TWO Northside Labour TDs have spoken out following the latest resignation crisis to grip the party.
Deputies Tommy Broughan and Patrick Nulty spoke out just days after a third Northside TD, former Minister of State Róisín Shortall, dramatically resigned from the parliamentary Labour party.
Deputy Broughan said that “nobody in leadership is indispensable” adding that “the time may well come when there are enough backbenchers to stand up to uphold the policies of the party”.
Deputy Broughan was expelled from the parliamentary party last December after voting against the Government’s bank guarantee, which he described as “totally contrary to the ethos and belief” of the Labour Party.
“I believe decisions like that have a very serious, negative impact on the party,” the Dublin North East TD told Northside People.
“I feel that many Labour backbenchers are not just uneasy but annoyed and want the party to return to its ethos and the Programme for Government.
“Nobody is indispensable in leadership and the time may well come when we have a majority to make a stand and make a difference.
“I think sometimes people get into a big job and they want to hold onto it but I don’t think anyone should be complacent.”
Dublin West TD Patrick Nulty also lost the party whip just days after Deputy Broughan was given his marching orders last December.
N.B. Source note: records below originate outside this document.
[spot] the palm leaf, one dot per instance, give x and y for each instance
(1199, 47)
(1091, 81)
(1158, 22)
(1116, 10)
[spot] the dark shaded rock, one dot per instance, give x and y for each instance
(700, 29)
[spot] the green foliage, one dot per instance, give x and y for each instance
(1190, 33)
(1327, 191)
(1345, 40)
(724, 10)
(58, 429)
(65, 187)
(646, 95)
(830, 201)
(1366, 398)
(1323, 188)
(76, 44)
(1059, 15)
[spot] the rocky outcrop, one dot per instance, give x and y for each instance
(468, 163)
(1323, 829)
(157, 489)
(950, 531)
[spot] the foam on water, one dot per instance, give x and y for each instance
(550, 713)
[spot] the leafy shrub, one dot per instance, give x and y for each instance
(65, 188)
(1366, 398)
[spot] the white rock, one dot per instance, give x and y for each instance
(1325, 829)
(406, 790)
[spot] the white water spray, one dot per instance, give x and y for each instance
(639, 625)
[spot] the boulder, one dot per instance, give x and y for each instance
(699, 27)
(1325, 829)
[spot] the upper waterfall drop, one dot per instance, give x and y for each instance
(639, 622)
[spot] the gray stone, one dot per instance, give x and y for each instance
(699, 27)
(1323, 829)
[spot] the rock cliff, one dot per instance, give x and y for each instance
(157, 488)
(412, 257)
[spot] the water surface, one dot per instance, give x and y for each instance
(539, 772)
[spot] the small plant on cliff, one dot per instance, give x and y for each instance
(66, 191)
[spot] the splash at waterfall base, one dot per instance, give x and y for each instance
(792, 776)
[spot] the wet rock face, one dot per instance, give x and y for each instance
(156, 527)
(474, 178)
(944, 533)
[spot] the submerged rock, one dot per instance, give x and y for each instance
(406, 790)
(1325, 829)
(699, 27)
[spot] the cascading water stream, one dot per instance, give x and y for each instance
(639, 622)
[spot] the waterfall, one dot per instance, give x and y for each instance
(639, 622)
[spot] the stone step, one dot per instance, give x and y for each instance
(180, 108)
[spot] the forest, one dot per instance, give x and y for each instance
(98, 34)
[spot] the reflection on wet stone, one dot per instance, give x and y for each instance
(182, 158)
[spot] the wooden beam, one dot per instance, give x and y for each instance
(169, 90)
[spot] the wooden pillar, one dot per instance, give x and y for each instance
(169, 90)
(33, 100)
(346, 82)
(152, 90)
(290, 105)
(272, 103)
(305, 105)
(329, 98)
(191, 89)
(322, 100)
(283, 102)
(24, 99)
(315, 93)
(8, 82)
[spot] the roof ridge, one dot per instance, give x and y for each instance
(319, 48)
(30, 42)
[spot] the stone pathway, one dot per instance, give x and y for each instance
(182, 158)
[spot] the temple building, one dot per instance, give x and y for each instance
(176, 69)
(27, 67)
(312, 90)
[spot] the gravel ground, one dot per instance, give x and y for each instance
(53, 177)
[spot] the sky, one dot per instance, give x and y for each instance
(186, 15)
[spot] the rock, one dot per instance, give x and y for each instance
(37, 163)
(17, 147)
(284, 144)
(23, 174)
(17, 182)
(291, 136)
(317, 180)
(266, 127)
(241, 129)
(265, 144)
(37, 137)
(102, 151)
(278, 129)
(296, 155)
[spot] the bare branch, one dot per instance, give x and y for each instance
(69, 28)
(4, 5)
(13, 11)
He was just six weeks in the Dáil when he made a stand against Budget 2012, which he said “should have targeted the wealthy instead of the marginalised, sick, elderly and disabled in society”.
Deputy Nulty praised Deputy Shortall’s decisiveness last week when she resigned over what she described as a “lack of support for the reforms in the Programme for Government and the values which underpin it”.
“It’s very worrying that a senior politician felt she had to resign like that,” Deputy Nulty told Northside People.
“I do think more Labour TDs need to speak out and send a very clear warning as to the policies they will and will not support.”
Despite his concerns, Deputy Nulty believes the leadership is “not in question”.
Deputy Shortall resigned as Minister of State and resigned the party whip last week after she and Minister for Health James Reilly locked horns over the criteria and selection process relating to a list of sites for primary care centres.
The matter came to a head when it was discovered that sites in Swords and Balbriggan, both of which are Minister Reilly’s constituency, were added to the list of high priority areas which Deputy Shortall compiled.
In an explanation in the Dáil last Thursday (September 27), Minister Reilly said Swords and Balbriggan were identified as high priority areas by the HSE five years ago.
But both “lost out” after Minister of State Róisín Shortall increased the weighting attached to deprivation in selecting priority locations in which centres would be built.
Three out of the four TDs to leave the Labour parliamentary party since it went into Government with Fine Gael represent the Northside.
Former Minister of State Willie Penrose quit his position late last year in a row over the closure of army barracks in Mullingar.